One of her former players was babysitting Skylar while Tyson was in Georgia, and another friend took Skylar to her first school dance and basketball game.
“Obviously, this wasn’t ideal, and I don’t want to be a platform to be the single mom coach,” Tyson said. “But at the end of the day, things happen, and life happens, and Skylar makes me a better coach, so I have figured out a way to make it work.”
The Bison finally got the call that the weather had cleared, and the game would restart five hours after it was delayed.
The players boarded the bus and headed back to the field. Howard’s one-run lead didn’t last long as Kent State rallied for an 8-1 win.

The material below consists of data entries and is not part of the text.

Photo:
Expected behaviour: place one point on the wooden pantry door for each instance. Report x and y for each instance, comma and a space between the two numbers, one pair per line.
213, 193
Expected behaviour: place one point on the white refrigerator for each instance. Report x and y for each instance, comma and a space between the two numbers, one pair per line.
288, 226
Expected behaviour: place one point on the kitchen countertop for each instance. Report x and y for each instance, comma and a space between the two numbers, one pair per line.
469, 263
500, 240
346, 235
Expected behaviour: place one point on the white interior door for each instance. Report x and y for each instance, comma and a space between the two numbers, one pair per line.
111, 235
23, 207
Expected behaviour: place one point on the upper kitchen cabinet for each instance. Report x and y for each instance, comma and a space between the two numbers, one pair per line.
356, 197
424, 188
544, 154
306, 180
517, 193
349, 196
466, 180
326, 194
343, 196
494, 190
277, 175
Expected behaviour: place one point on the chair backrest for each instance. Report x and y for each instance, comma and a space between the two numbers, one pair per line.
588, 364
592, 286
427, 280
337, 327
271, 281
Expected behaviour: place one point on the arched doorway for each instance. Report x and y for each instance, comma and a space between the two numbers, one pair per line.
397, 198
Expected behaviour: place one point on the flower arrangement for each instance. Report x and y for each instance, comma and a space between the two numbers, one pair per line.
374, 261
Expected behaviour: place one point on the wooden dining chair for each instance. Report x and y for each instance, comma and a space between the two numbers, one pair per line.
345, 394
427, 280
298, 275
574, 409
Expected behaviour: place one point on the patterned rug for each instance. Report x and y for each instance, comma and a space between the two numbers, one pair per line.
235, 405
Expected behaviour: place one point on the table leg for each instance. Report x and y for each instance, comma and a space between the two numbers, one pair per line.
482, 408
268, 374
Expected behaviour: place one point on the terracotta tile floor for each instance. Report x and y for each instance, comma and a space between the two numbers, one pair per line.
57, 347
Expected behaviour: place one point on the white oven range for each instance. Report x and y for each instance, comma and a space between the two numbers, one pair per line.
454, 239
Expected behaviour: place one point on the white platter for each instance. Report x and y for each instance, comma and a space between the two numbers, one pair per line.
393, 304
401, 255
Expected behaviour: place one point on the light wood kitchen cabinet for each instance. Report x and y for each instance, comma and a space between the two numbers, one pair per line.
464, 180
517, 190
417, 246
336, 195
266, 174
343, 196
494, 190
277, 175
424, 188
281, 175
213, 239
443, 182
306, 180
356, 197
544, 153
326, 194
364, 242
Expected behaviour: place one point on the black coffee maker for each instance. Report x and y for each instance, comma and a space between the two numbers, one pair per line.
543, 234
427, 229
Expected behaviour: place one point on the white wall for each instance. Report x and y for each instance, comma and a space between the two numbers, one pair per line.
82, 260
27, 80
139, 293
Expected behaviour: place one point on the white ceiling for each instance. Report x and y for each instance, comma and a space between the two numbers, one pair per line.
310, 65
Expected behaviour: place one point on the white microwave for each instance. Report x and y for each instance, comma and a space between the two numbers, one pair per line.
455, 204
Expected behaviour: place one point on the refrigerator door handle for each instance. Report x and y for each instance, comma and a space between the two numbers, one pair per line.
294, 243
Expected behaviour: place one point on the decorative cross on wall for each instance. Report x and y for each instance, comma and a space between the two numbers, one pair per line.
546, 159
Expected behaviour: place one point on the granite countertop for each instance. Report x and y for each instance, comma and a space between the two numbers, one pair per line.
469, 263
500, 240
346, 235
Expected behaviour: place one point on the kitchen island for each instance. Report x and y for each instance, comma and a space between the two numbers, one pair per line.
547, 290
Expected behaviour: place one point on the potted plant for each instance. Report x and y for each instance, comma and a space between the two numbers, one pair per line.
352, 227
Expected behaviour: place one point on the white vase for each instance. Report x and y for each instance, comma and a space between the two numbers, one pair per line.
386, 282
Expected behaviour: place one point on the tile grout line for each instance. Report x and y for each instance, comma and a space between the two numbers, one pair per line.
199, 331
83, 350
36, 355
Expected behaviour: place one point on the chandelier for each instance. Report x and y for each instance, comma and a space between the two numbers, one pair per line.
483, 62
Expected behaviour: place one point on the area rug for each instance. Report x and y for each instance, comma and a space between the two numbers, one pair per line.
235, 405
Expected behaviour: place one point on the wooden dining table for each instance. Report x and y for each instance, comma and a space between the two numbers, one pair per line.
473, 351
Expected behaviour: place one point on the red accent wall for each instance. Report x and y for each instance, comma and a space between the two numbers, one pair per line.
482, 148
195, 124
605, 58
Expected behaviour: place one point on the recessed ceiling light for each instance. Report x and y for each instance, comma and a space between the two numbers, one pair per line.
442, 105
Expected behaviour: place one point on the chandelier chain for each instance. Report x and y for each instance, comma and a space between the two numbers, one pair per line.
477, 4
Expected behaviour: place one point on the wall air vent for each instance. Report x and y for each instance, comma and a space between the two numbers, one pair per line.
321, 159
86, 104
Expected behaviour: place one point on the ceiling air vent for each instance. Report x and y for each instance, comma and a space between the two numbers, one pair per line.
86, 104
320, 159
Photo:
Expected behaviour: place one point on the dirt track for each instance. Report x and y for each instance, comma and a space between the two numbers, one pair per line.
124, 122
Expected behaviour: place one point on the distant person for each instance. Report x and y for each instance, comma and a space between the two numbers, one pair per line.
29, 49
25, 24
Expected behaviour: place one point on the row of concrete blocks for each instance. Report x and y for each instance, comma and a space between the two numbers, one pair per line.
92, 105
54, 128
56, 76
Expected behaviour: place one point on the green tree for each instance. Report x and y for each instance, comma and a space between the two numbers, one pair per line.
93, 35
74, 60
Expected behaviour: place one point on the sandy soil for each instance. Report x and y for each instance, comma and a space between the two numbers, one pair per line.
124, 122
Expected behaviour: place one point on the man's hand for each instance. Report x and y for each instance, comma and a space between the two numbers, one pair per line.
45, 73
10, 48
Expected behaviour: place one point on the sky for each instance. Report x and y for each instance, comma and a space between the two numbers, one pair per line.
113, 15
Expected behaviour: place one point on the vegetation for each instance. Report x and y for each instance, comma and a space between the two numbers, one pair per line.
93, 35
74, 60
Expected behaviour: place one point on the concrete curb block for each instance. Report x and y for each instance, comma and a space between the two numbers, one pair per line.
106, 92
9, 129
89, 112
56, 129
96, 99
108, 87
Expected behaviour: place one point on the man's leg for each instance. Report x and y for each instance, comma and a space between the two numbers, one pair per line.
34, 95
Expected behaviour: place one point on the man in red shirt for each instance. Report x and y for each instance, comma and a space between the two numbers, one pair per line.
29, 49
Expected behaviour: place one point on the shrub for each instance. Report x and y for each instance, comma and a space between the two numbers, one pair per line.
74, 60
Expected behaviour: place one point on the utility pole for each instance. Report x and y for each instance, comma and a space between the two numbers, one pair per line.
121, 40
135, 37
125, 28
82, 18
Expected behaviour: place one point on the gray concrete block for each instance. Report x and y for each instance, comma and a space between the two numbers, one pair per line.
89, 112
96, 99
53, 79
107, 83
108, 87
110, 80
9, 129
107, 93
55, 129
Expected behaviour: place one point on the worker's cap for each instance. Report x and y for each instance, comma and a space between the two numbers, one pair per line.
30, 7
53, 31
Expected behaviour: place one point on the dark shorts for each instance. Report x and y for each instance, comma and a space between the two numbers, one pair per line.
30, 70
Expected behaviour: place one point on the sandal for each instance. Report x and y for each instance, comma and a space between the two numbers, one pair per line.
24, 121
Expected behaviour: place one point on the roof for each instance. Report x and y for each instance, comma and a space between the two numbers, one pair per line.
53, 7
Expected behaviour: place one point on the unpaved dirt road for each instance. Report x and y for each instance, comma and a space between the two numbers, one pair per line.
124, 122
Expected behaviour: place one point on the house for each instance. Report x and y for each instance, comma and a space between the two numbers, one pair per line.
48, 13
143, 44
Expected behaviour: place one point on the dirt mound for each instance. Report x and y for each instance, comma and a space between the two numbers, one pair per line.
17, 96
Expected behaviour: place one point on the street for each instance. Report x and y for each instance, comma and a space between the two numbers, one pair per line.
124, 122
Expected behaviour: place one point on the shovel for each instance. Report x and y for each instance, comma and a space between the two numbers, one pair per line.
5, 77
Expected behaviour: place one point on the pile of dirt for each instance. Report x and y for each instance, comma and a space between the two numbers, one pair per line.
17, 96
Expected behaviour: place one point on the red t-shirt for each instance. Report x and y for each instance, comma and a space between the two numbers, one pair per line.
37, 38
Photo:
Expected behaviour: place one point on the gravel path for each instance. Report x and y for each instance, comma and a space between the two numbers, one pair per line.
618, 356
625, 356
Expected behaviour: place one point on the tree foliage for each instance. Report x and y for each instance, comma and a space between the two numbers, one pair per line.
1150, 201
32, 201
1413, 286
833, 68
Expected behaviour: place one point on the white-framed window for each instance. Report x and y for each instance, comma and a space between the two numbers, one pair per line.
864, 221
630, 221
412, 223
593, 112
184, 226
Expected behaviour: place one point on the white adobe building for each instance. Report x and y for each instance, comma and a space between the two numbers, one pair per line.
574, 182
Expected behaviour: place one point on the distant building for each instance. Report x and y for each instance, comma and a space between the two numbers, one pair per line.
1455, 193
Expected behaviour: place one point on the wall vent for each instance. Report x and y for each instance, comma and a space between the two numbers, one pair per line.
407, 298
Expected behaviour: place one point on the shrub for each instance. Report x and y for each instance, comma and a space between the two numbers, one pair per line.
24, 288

The Bison lost the final two games by run rule to finish 0-5 at the tournament. It’s a fine line for Tyson to challenge her young team without crushing its confidence.
But the reality is the only results that truly impact Howard’s NCAA tournament fate are in conference play. The Bison have to win the MEAC title to earn the automatic bid. There are rarely any at-large hopes for HBCUs.
The road trip to Georgia provided valuable challenges, bonding opportunities and memories that will carry through a lifetime.
The Bison have much more travel ahead and many more tournament games to play. But in Tyson’s eyes, the forecast can only improve.
“The truth is they have to fail to experience growth. I can yell at them about something, but they need to see it in real life,” Tyson said. “It’s been an amazing weekend because a lot of these girls had their epiphany moments. They had those ah-ha moments, and that is only going to help us in the long run.”